The demonstration projects looked at innovative healthcare collaborations designed to demonstrate increased rates of pharmacy-based immunizations. The grant also focuses on improving pandemic planning among pharmacies.
“In addition to pharmacy’s daily work to increase vaccination rates, and to foster pandemic preparedness, pharmacies also are focusing on access to vaccinations as part of their philanthropic endeavors,” Anderson said.
According to The NACDS 2017 Chain Pharmacy Community Engagement Report, access to affordable vaccines and medicines was among the top-three areas of focus for NACDS chain members in 2017. NACDS chain members reported total annual giving of $650 million, and 1.5 million total volunteer hours, Anderson said.
GeoVax Labs partners with Emory University to develop HPV vaccine
GeoVax Labs is joining forces with Emory University to develop a therapeutic vaccine for human papillomavirus infection, with a specific focus on head and neck cancer.
The GeoVax/Emory collaboration will include testing GeoVax’s MVA-VLP-HPV vaccine candidates in therapeutic animal models of HPV in the laboratory of Rafi Ahmed, director of the Emory Vaccine Center.
Ahmed is a world-renowned immunologist whose work in the past 10 years has fostered an understanding of memory T cell differentiation and T and B cell-mediated antiviral immunity.
GeoVax’s vaccine technology is based on its Modified Vaccinia Ankara, or MVA, Virus-Like Particle, or VLP, platform, which generates noninfectious VLPs in the individual being vaccinated.
Gene sequences of target antigens are inserted into the MVA genome, which drives their expression in infected cells. In addition, GeoVax introduces into the viral genome matrix sequences that incorporate antigens into VLPs and simultaneously facilitate their budding from the membranes of infected cells. In this way, vaccination induces two pools of antigens as targets for the immune response – virus-infected cells and released VLPs.

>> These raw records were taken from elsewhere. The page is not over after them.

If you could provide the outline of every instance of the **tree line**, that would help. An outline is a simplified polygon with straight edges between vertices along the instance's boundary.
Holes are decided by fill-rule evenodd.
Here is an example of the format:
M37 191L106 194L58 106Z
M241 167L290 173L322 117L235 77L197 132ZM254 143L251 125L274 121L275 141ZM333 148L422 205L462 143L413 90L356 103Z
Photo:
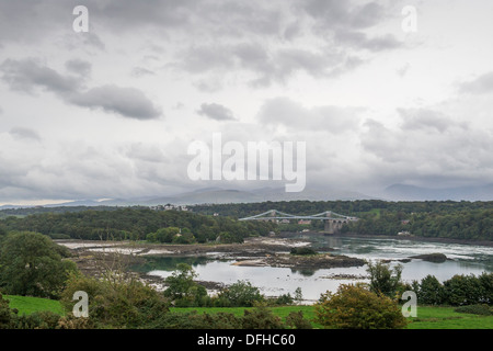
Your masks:
M173 237L182 237L180 244L218 239L221 242L242 242L248 236L266 236L273 230L277 230L273 223L239 222L226 216L207 216L183 211L153 211L146 207L41 213L23 218L11 216L0 220L0 235L8 231L35 231L54 239L149 239L171 242Z

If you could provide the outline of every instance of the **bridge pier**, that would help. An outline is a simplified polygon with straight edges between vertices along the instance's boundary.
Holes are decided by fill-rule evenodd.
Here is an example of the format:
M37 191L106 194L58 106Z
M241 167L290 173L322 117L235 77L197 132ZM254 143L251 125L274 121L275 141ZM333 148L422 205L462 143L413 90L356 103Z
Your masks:
M343 219L325 219L323 220L323 231L328 234L336 234L341 230L343 225L347 223L347 220Z

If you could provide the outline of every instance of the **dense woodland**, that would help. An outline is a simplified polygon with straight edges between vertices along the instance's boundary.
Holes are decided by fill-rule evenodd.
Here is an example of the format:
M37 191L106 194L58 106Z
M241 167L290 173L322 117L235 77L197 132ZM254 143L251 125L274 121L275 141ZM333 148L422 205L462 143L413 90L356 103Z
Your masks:
M191 212L126 207L114 211L85 210L41 213L0 220L0 234L35 231L56 239L150 240L161 242L242 242L248 236L265 236L276 230L273 223L239 222L225 216ZM174 239L174 240L173 240Z
M312 215L325 211L356 216L358 222L343 227L343 233L360 235L398 235L409 231L414 236L443 237L470 240L493 240L493 202L386 202L362 201L291 201L250 204L200 205L198 213L245 217L277 210L294 215ZM291 230L301 226L285 225ZM313 222L312 229L321 229L321 222Z
M218 238L222 242L241 242L250 235L323 229L323 223L319 220L308 226L238 220L278 210L295 215L333 211L359 218L344 226L343 233L393 236L409 231L422 237L493 240L493 202L290 201L209 204L190 208L191 212L153 211L139 206L4 210L0 211L0 218L3 218L0 234L2 230L31 230L53 238L179 240L186 244Z

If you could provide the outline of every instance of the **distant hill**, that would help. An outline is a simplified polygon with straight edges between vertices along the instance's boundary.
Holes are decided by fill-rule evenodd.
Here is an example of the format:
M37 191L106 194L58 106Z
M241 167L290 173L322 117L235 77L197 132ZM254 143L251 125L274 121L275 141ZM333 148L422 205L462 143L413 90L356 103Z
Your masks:
M393 184L385 190L382 197L391 201L491 201L493 184L444 189Z

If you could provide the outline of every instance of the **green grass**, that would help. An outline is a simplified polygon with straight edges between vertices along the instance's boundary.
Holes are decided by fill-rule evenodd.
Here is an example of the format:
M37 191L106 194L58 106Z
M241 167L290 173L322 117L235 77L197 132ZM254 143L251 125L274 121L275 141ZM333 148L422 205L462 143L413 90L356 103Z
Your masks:
M9 299L11 308L16 308L19 315L30 315L33 312L50 310L59 315L65 315L64 308L58 301L30 297L30 296L13 296L3 295L3 298ZM284 321L291 312L301 310L303 317L311 321L313 328L322 328L322 326L313 321L314 308L313 306L279 306L270 307L272 312L279 316ZM187 313L196 310L198 314L217 314L230 313L238 317L243 316L248 307L173 307L171 312ZM462 314L455 312L455 307L435 307L435 306L419 306L417 317L410 317L408 329L493 329L493 316L479 316L472 314Z
M455 307L417 307L417 317L411 317L408 329L493 329L493 316L462 314Z
M16 308L19 315L31 315L33 312L50 310L53 313L65 315L60 302L49 298L3 295L8 299L10 308Z
M243 316L245 307L187 307L171 308L172 312L186 313L196 310L198 314L208 313L230 313L238 317ZM303 317L311 321L313 328L322 326L313 322L313 306L282 306L271 307L273 313L286 320L290 312L302 310ZM417 317L409 318L408 329L493 329L493 316L478 316L471 314L461 314L454 310L455 307L417 307Z
M244 314L245 309L252 309L253 307L173 307L170 310L175 313L187 313L196 310L198 314L217 314L217 313L227 313L233 314L237 317L241 317ZM314 308L313 306L279 306L279 307L270 307L270 309L274 313L274 315L279 316L283 321L286 321L286 317L291 312L301 310L303 313L303 318L311 321L313 328L321 328L320 325L313 322L314 318Z

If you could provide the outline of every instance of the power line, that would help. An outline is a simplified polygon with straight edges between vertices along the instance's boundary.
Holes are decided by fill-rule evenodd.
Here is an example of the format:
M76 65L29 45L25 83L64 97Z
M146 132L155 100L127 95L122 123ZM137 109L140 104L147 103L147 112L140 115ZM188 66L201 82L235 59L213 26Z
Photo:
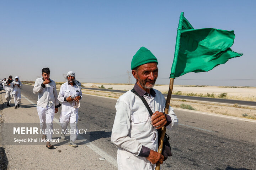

This strategy mimics a natural viral infection, triggering the body to produce a robust and durable immune response with involvement of both antibodies and T cells, the company said .
In related immuno-oncology studies in rodent solid tumor models, combination therapy consisting of the GeoVax vaccine designed to target MUC1-secreting tumors plus an anti-PD1 antibody and a protein supplied by ViaMune, successfully arrested progressive growth of the targeted tumors, according to the company.
“We are pleased to begin this collaboration with Emory University to further expand GeoVax’s promising pipeline of preventive and therapeutic vaccines against a variety of infectious diseases and cancers. Our collaboration with Emory on the HPV project is extremely valuable as it was Dr. Ahmed who first discovered in 2006 that the PD-1 pathway could also be exploited by many pathogens to repress normal T-cell function during chronic viral infection, Farshad Guirakhoo, GeoVax’s chief scientific officer, said in a press statement.
“This is an important research area as there are currently no medical treatments for chronic HPV infections, which can lead to the formation of cancerous tumors. We look forward to working with GeoVax on these initial proof-of-concept studies,” Ahmed said in the press statement.